To manage routine personnel actions and to respond to liability threats, employers need to know how to measure employees’ credibility, and how to establish their own.
In recent weeks, a great deal has been written and said about credibility in the context of former FBI Director James Comey’s testimony before the Senate Intelligence Committee. Politics aside, a lot of attention has been paid to Comey’s documentation of certain conversations and to the possibility that those conversations may have been recorded. Documentation and voice recordings can, of course, both make a great deal of difference in deciding who to believe.
Some commentators used Comey’s situation to encourage employees to document their complaints of mistreatment in the workplace. We know that plaintiffs’ employment lawyers often encourage their clients to document (and sometimes record) workplace interactions. Employers should be mindful of that, but must also understand the critical importance of their own careful documentation of employee performance, employee behavior, and the reasons for personnel decisions.
Documentation. One of our favorite bloggers, Robin Shea, gets it right in this summary of what good documentation by an employer should look like. Documentation need not be formally written, overly detailed, or conclusive, but should be contemporaneous and consistent. It should be a habit for HR professionals, managers, and in-house counsel. The importance of careful documentation was highlighted in a 2013 decision from the Fourth Circuit Court of Appeals, which found that an employer’s written record of a former employee’s “disruptive, rude, sarcastic behavior” supported its nondiscriminatory reason for the employee’s termination and defeated the employee’s claim of retaliation. Late last year, in another Fourth Circuit case, an employer was able to prove abuse of FMLA leave with its documentation of an internal investigation and its record of the employee’s shifting explanations for being away from work.
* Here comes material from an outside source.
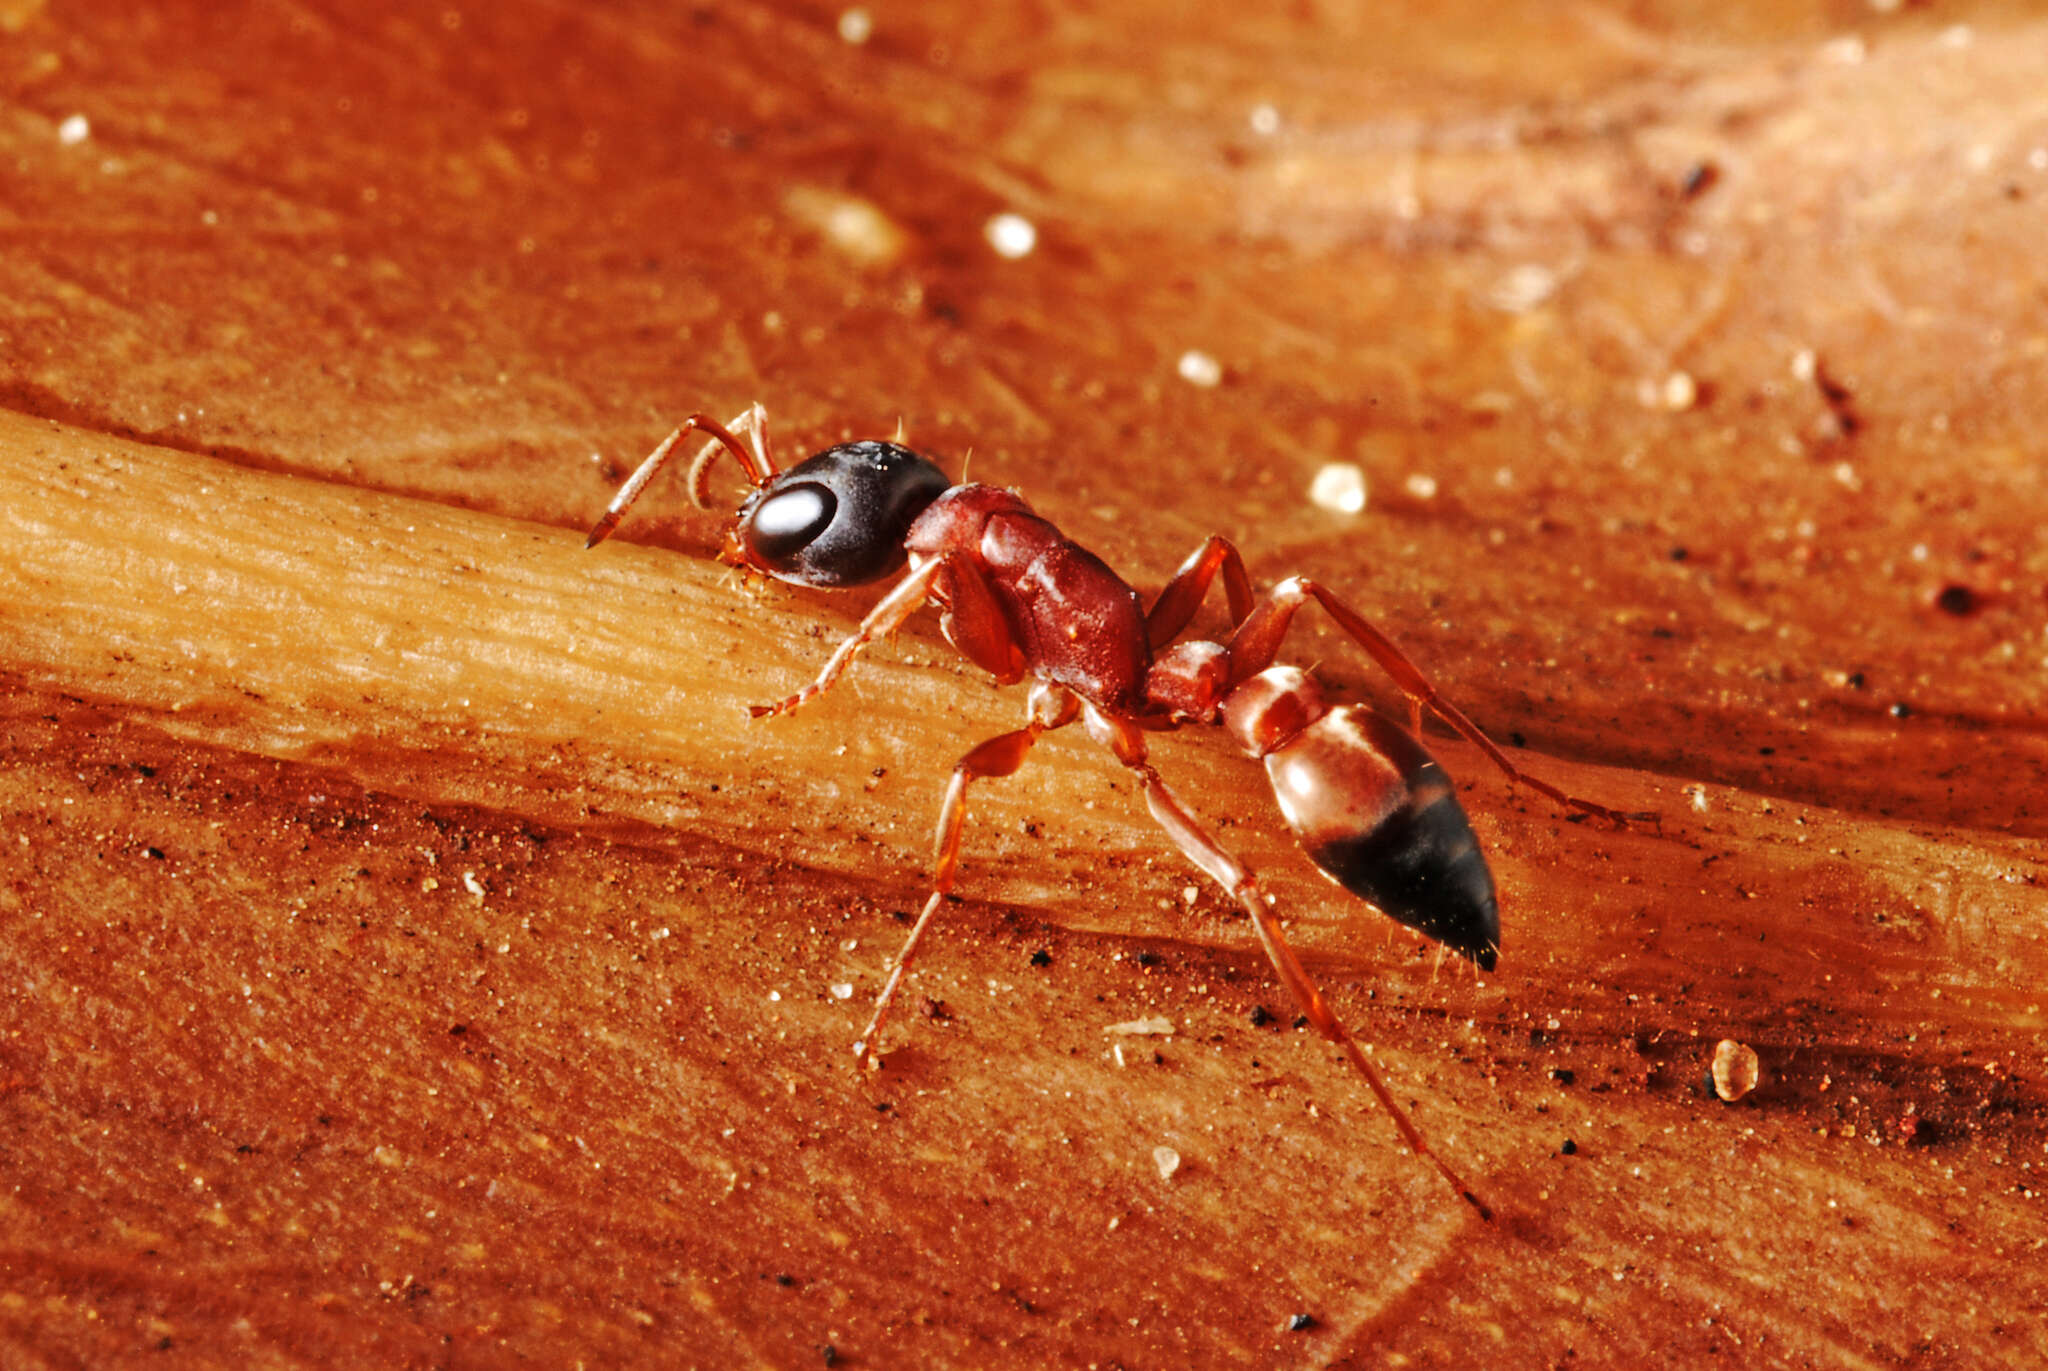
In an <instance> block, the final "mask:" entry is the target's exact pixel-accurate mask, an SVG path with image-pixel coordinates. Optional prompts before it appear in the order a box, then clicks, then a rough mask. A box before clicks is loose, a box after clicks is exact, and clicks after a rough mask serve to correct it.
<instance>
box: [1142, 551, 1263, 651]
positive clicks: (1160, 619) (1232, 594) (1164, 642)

Recording. The recording of workplace conversations, whether by an employer or an employee, generally raises more legal questions than those raised by documentation. Although a recording can be more definitive and powerful than a written recollection of a conversation, not all recording is lawful, and there are constraints on the use of surreptitious recordings as evidence in a legal proceeding. Eleven states ban recordings without the consent of all parties to the conversation. Complex rules of evidence apply to the use of tape or electronic recording as evidence at trial. Some employers have policies prohibiting recording in the workplace, but the Second Circuit Court of Appeals recently upheld a National Labor Relations Board ruling saying that Whole Foods cannot prohibit employees from using recording devices. Employers should know the law related to recording of workplace conversations in the jurisdictions in which they operate, and should proceed with caution whenever recording is or may be part of an employment action or dispute.